Column: A name is just the beginning
What’s in a name?
It might be true that, as Shakespeare wrote, that which we call a rose by any other name would smell as sweet.
But we probably wouldn’t smell it much if it were called a horsebutt, or a vomit.
We’d move along to a flower with a nicer name.
It’s a principle that big businesses take pretty seriously as an element of what currently is referred to as “branding.” When business people talk about branding, what it boils down to is what people think of when they think of you or your business.
If you watch the local news on TV, you are constantly exposed to branding campaigns. When a TV news show has the slogan “On Your Side,” it’s not just a slogan. The news director and producers all try to find stories that fit the “brand” of “on your side,” because they want viewers to think of that station as being the viewers’ ally.
I’m not sure how long the concept of “building a brand” has been around. I tend to think business people just went about their business and figured that if they did their jobs well, people would think of the business the way the business people hoped they would. But now it’s something people devote time and energy to trying to craft.
Which is why you can bet the name Heritage Home Group did not just get picked out of a hat or at the last minute, out of nowhere, when KPS Capital Partners chose it for the new name of what until last Monday was known as Furniture Brands International.
Once upon a time, naming a business was a pretty straightforward thing. J. Ed Broyhill started a company in Lenoir in 1926 to make chairs. He named it Lenoir Chair Company.
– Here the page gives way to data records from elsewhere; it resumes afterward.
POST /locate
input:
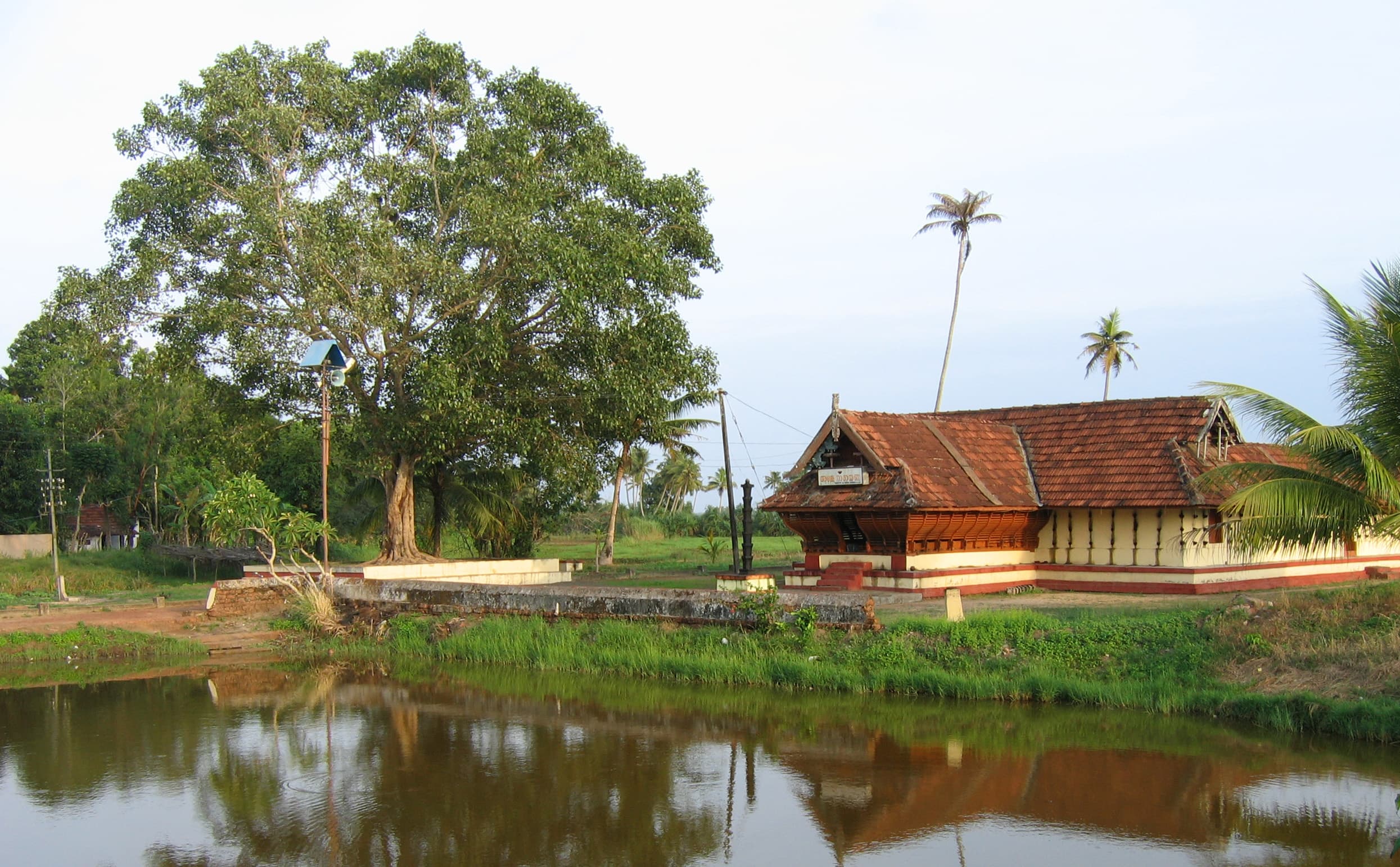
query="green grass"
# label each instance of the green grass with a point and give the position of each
(86, 654)
(105, 575)
(1167, 662)
(89, 643)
Similarly, in the 1890s a couple of shoe companies were founded in St. Louis, Peters Shoe Co. by Henry Peters, and Roberts, Johnson and Rand Shoe Co. by Jack and Oscar Johnson and their cousin Frank C. Rand, with additional financing by John C. Roberts.
And that’s how it was. You started a company and named it after yourself, the place where it operated or something associated with either you or the place. By the 1940s Ed Broyhill had come to own several furniture factories in several towns, not just Lenoir, so he renamed the business but stuck with that principal and called it Broyhill Furniture.
But sometimes when a business got big, or it no longer was just a family business, the name changed. The shoe companies I just mentioned merged and became International Shoe Co. in 1911.
And then sometimes companies change names because they expand into new areas, which happened when the folks at International Shoe decided to get into apparel and retailing, so in 1966 they went with a trend toward names that were created by pushing words together: Interco. That’s not what we would call a brand now, just a name that says nothing and can’t get pigeonholed.
If the name Interco sounds familiar, it’s because in 1980 Interco decided to get into the furniture business and bought Broyhill Furniture for $151.5 million. Interco kept on buying furniture companies, and eventually got out of its other lines of business, so in 1996 it became Furniture Brands International.
I’m guessing from that choice that “branding” still was not a big thing in the 1990s, because “Furniture Brands” is a name that conveys only that the company has several brand names of furniture. It does not bring anything else to mind.
And by current business reasoning, that by itself would be reason enough to pick a new name, even if the name Furniture Brands had no negative baggage.
What do those two words make you think of? Heritage: perhaps tradition, something solid, with deep roots. Home: a place that’s comfortable and safe.
If you’re in the business of selling furniture, those are some pretty positive associations, and you can bet that’s no accident.
But now comes the hard part: Branding is not just picking a name. Otherwise it would be called “naming.” The name is a starting point in creating a brand. The product and the company’s conduct have to back up the promise of the name.
If Heritage Home Group accomplishes that, then KPS’ investment will come out smelling like a rose.